Andreas Varady Trio
Der ungarische Gitarrist Andreas Varady, von Quincy Jones entdeckt, tritt mit seinem Trio im Jazz Dock auf. Ein junger Virtuose mit beeindruckender Diskografie und Zusammenarbeit mit Stars wie Gregory Porter und Roy Hargrove.
Andreas Varady (geb. 1997 in Rimavská Sobota, Slowakei) ist ein Jazzgitarrist aus einer ungarischen Roma-Familie, der in Irland aufwuchs. Sein einziger Lehrer war sein Vater, Bassist Bandi - eine Musikschule hat er nie besucht. Mit dreizehn Jahren war er der jüngste Headliner im Londoner Ronnie Scott's; 2012 entdeckte ihn Quincy Jones beim Montreux Jazz Festival und nahm ihn unter Vertrag. Er nahm für Verve auf, arbeitete mit George Benson, Gregory Porter und Roy Hargrove zusammen und gewann 2023 das österreichische Ö1-Jazzstipendium.

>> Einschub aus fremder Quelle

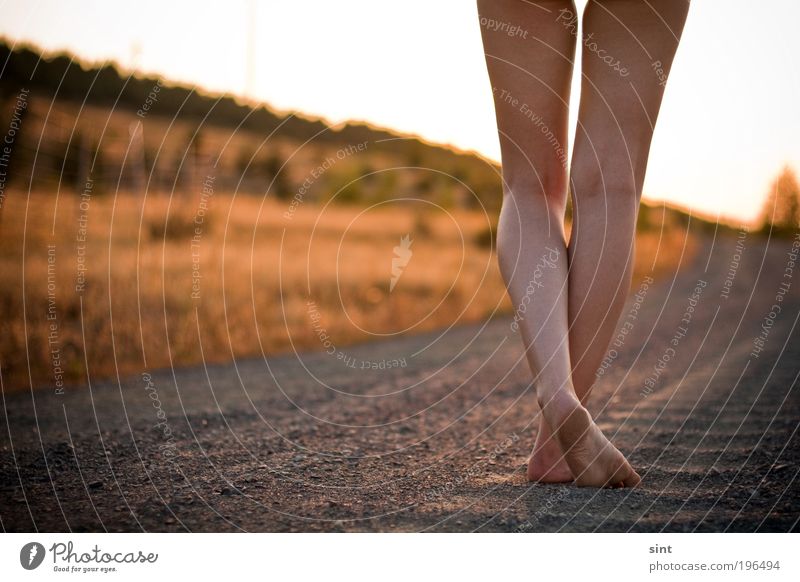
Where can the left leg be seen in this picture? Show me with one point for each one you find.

Im Jahr 2025 veröffentlichte Varady das Album Return of the Buffalo auf dem Label Origin Records, begleitet von einer Reihe von Singles, darunter 'No Limits', 'Voices' und 'A Feeling'.
Im April 2024 wurde das Album Sunrise veröffentlicht - das Ergebnis des Ö1 Jazz Scholarship - auf dem Varady von seinem Bruder Adrian Varady am Schlagzeug und dem Pianisten Danny Grisset begleitet wird.
Im Februar 2025 trat Varady in der Bratislavaer Bar NuSpirit mit dem Spezialisten, dem irischen Schlagzeuger David Lyttle, auf.
Im April 2023 erhielt Varady das österreichische Stipendium Ö1 Jazz Scholarship, das ein zweijähriges Studium am Jam Music Lab in Wien und die Aufnahme eines Albums auf dem Label Quinton Records umfasst.